Five shows in need of a revival
By Colin Hickson
Many viewers have had a show they loved either in the past or present, which received positive reviews and a large fan base, but due to any number of factors, ends on a cliffhanger, much to vast disappointment. We currently live in an era where any program, regardless of its’ age, is being brought back. Here are five shows that deserve such treatment.
USA Network’s response to “the Simpsons”, “Duckman” was about Eric Duckman (Jason Alexander), a crude, lustful, selfish anthropomorphic duck and one of the world’s worst detectives who also happened to be a terrible father. But it was a good show, managing to spawn 70 episodes in over four seasons, and have very colorful and memorable characters. Sadly, due to poor decision making on USA’s part, the series ended on a cliffhanger where Duckman’s supposedly dead wife reappears at his wedding, and it turns out his best friend and detective partner Cornfed Pig (Gregg Berger) knew she was still alive. Given the show’s popularity, USA or any other network could probably consider doing a revival, and if so, resolve the cliffhanger. After all, what fan would not want to hear Jason Alexander once more scream “What the hell’re YOU starin’ at?!”
Based on the DC-Vertigo title, “Hellblazer”, “Constantine” was about the titular John Constantine (Matt Ryan), a magic wielding anti-hero detective who fought against supernatural evil. Despite very good writing and a willingness to use a lesser known DC character, the show had the misfortune of airing on NBC, the one network no horror show ever survives on besides “Grimm”. Adding to the sorrow is that other supernatural themed DC characters like Deadman and the Spectre were slated to appear, and this show could have been the gateway series to a slew of shows based DC’s horror and dark fantasy characters.
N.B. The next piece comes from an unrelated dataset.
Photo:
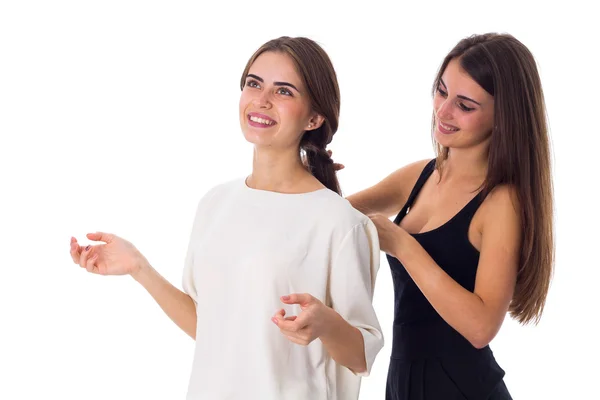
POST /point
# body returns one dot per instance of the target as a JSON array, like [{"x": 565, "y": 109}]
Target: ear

However, fans have not given up trying to get this show, which currently airs on “El Rey” in reruns, revived and “Arrow” Stephen Amell is on board, as the show recently had Ryan reprise the role in an episode, and a rumor states John may join the cast of “Legends of Tomorrow”. Hopefully, the fans will win out in the end, and “Constantine” will find a new home.
For those who did not watch SyFy as kids, “Sliders” was a science-fiction series that turned the concept of alternate realities into a full-fledged show, following a group of people who traveled from universe to universe, but fell apart in its’ lackluster fifth and final season, ultimately ending on a cliffhanger. But if “Twin Peaks” cab make a comeback, why not “Sliders”? If this were to happen, explain the original fifth season as happening in an alternate timeline (which actually makes sense for the show), and give the series a proper conclusion
2. “Green Lantern: the Animated Series”
Meant as a tie-in to the Ryan Reynolds movie, “Green Lantern: the Animated Series” was the first Bruce Timm-produced DC cartoon to use computer animation, and could serve as a guide to the character’s mythology. Focusing on Hal Jordan (Josh Keaton), “GL:TAS” was split into two arcs for its’ first and only season, the first focusing on the rage fueled Red Lanterns, and the second on the insane predecessors on the Green Lantern Corps, the Manhunters. Unfortunately, “Green Lantern” came out when then-Cartoon Network president Stuart Snyder was arguably at the zenith of his incompetence and irresponsibility, as he put the show on an unannounced hiatus when it only two episodes into its’ second arc, then cancelled the show due to low toy sales. Fortunately, with a possible third season of “Young Justice” on the way to Netflix via fan motivation, “Green Lantern” could find a new home on the site as well, or another network, if fan demand is strong enough.
1. “The Spectacular Spider-Man”
Long before the abomination that is the “Ultimate Spider-Man” TV show was made, another, vastly superior Spider-Man animated series hit the airwaves in 2008. Headed by “Gargoyles” creator Greg Weisman, “the Spectacular Spider-Man” updated the early days of the red and blue clad superhero (Josh Keaton) as he had to deal with being both a teenager and a vigilante. Sadly, the show ended on a cliffhanger, and due to Disney’s purchase of Marvel, instead of a third season, fans were given a show that is a disgrace to the character and the Marvel Universe as a whole. Whereas “Ultimate” completely disregards the source material, “Spectacular” had nothing but respect for Spidey’s history, taking only a few liberties here and there. Hopefully, given the new deal between Marvel and Sony, something could be worked out to bring the show back, much to the fans’ joy.